Why Share Data?
This blog post is part of a series on “Open Data for Public Good,” a collaboration between the AWS Institute and AWS Open Data aimed at identifying emerging issues around open data and offering best practices for data practitioners.
As open data policies become commonplace, it is worth examining the history and value of open data, and discuss why we share it in the cloud.
The idea of sharing data dates back at least to the 1950s, when the International Council of Scientific Unions established World Data Centers to facilitate sharing of data among scientists. In recent years, governments have created open data policies that require government agencies to share data with the public.

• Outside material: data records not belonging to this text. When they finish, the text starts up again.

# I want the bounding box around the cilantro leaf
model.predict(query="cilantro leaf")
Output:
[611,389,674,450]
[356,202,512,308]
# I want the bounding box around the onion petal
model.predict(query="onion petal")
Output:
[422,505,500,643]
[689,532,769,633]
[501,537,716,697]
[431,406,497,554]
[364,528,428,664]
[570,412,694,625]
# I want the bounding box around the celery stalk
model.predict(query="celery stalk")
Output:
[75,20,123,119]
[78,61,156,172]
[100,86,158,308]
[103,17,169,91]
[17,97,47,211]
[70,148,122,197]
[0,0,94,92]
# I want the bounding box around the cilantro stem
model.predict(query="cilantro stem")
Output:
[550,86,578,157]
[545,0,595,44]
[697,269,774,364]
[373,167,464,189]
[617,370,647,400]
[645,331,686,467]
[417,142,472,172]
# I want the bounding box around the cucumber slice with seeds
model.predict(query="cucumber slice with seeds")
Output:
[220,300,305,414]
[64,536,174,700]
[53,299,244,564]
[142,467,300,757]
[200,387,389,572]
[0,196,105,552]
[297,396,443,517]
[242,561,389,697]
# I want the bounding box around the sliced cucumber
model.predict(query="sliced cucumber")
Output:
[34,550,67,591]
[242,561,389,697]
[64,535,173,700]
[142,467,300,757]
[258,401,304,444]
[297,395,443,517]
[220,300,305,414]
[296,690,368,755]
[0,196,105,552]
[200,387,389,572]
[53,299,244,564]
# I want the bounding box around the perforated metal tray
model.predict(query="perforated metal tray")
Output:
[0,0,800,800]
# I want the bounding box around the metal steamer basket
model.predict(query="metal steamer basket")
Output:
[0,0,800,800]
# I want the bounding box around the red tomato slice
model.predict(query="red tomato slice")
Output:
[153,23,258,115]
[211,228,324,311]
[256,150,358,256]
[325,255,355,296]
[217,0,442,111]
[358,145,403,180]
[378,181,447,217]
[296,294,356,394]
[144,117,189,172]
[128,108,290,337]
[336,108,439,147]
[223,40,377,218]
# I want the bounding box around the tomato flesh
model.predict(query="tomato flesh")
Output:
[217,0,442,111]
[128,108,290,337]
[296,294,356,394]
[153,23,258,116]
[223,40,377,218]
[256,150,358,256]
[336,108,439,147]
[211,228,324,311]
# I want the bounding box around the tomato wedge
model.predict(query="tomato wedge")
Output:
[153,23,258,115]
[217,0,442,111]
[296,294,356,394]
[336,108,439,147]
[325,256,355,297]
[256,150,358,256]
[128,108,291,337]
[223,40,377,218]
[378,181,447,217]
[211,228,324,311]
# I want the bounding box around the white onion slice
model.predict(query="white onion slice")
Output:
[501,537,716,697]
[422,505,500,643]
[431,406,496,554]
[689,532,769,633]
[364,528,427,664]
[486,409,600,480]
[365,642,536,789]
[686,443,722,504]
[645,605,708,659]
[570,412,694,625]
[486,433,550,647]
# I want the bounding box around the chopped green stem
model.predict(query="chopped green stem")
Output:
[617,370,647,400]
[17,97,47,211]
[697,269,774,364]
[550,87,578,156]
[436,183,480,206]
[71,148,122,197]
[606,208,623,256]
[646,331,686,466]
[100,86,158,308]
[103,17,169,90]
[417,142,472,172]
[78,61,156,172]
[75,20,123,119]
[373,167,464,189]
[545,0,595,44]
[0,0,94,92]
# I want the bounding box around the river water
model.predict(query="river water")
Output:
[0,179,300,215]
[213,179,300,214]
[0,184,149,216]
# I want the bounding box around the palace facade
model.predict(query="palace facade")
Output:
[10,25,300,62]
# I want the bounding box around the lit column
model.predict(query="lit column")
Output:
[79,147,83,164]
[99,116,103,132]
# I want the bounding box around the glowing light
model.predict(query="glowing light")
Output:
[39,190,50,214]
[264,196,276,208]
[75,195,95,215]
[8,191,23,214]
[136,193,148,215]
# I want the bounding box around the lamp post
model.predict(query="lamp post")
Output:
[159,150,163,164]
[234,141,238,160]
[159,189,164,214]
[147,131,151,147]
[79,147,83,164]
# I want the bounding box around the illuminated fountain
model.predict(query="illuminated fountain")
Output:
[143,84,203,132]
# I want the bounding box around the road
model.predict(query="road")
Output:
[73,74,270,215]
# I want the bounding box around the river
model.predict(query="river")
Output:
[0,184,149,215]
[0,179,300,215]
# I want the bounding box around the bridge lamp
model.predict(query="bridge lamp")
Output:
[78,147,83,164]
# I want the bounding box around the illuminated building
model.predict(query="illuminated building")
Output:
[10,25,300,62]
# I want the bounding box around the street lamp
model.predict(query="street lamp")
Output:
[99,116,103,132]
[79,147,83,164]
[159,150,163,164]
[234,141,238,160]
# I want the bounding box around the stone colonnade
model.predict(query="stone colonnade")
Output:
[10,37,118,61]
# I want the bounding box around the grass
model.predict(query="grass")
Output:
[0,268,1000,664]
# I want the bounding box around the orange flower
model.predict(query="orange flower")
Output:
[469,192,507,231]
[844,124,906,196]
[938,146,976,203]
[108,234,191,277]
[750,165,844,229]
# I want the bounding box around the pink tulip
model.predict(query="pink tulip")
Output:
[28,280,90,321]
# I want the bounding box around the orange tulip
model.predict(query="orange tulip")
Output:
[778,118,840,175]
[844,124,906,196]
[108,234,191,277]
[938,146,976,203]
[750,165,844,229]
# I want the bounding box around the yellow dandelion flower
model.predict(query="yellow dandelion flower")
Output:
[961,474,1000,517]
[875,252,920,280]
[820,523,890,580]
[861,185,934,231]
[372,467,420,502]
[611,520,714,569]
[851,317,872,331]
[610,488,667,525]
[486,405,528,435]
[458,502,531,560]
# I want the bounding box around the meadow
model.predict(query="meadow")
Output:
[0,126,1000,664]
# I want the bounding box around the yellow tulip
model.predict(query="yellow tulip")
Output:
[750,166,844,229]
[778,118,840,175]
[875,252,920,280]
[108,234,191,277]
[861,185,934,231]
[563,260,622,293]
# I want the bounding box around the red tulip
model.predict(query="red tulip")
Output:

In May 2013, President Barack Obama issued an executive order stating that government data should be open and machine readable by default, which has accelerated the adoption of open data policies at U.S. federal government agencies. The Sunlight Foundation has tracked the creation of 119 state and local open data policies in the United States. The move towards open data is global. More than 72 countries have signed the Open Government Partnership, which was created in 2011 to make governments more open – and there are no signs of this trend stopping.
The premise behind open data is that the best way to get value out of data is to make it available to as many people as possible. Bill Joy, co-founder of Sun Microsystems, famously said, “No matter who you are, most of the smartest people work for someone else.” If Joy’s Law, as it came to be known, is true, then it leads to the question: How can organizations benefit from all the smart people who do not work for them? Joy’s Law explains how open source software projects benefit from contributions made from smart people, regardless of where they work. In the context of open data, Joy’s Law tells us that there are many people who may be able to derive value from your data, if only they could get it. Open data policies are important because they seek to maximize the number of people who can derive value and find insights from data.
Open Data IN PRACTICE
In London, access to data is facilitating transportation for city commuters. When Transport for London opened up access to data, application developers and researchers used it to create more than 600 applications providing services to 42 percent of Londoners – from getting real-time traffic information to finding charging stations for zero emission capable (ZEC) vehicles in the city. Transport for London estimates that opening up data has resulted in saving up to £130 million per year.
In the United States, the US Census Bureau’s (USCB) move towards open data has empowered small business owners to obtain demographic and economic data about communities in which they hope to open or expand their business. Yet another open data resource, OnTheMap for Emergency Management allows people to assess the impact of natural disasters on the local workforce.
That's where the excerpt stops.